When a funeral occurred, all work stopped for the coffin to be made. Large kettles were put on the boil in order to assist in the shaping of the coffin, and a black pot containing the lovely aroma of boiling pitch was always at the ready. The final touch was the polishing, lining and the placing of the brass handles. It was considered a great honour to assist in carrying the coffin to the Church – and they were carried for some distance in some cases, people placing trestles along the road at various intervals so the coffin bearers could have a rest.

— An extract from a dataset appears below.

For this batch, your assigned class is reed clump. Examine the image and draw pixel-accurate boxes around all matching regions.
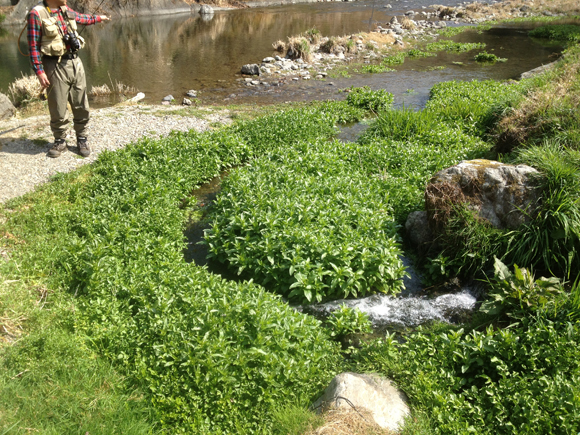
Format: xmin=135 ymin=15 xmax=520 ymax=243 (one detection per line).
xmin=493 ymin=42 xmax=580 ymax=153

The inside of the house wasn’t quite so cosy as it is now. For a start, water came from the pump outside; salted meat hung from the beams in the living room; a big black cooking range with jacks and spits filled quite an area with a separate brick bake oven, and there was a huge cast iron copper in an outhouse. Upstairs was rather cosy. John Bailey could remember his grandfather, Martin’s four poster bed with canopy and curtains. He could also remember seeing in the house a reed organ, concertina, flutes, trumpets and clarinets, so it would seem that the Bailey family helped provide music at the Church at one time. It is interesting to note that Thomas Hardy in one of his books, mentions the village carolling with flutes; so I would imagine the same happened in our village.
The Bailey boys and girls could vividly remember a delightful June day each year when the Clifford Wake came with amusements and roundabouts on the village green – evidently stopped by Mrs. Douty when she came to the village. Living rather close to the village green, the Bailey children would linger behind after the show closed down to have some forbidden rides on the roundabouts until they were caught and chased off.
The Killing of the Pig
John Bailey could remember a pig killing at The Hollies which was such a part of life then that no-one regarded it as anything special. To read it now produces shudders in me, but I will tell you, in case you are not quite so sensitive as me. To quote John:-
“Your mention of Mrs. Betteridge living opposite, brought back vivid memories for me of Mrs. Betteridge in her white bonnet, large apron and white cuffs when a pig was being killed at The Hollies. I recall it being man-handled onto the pig-killing bench to have its throat cut, squealing, and when this was done, Mrs. Betteridge, with a large basin, caught the blood. Someone else raised and lowered the uppermost front foot of the pig to help pump the last drop of blood out of the pig.”
He added, in case anyone might be thinking of Frankenstein, that Mrs. Betteridge only wanted the blood to make black pigs pudding! There is rather a sad ending to the story of The Hollies. Martin died at quite a young age, and Len and Frank carried on living there looked after by sister Alice. By the time the last of the boys married in 1946, The Hollies was in a rundown and neglected state. It was left to Mr. Dingley to restore it as it is today.
The Last Baileys at The Hollies
There is rather a sad ending to the story of The Hollies. Martin died at quite a young age, and Len and Frank carried on living there looked after by sister Alice. By the time the last of the boys married in 1946, The Hollies was in a rundown and neglected state. It was left to Mr. Dingley to restore it as it is today.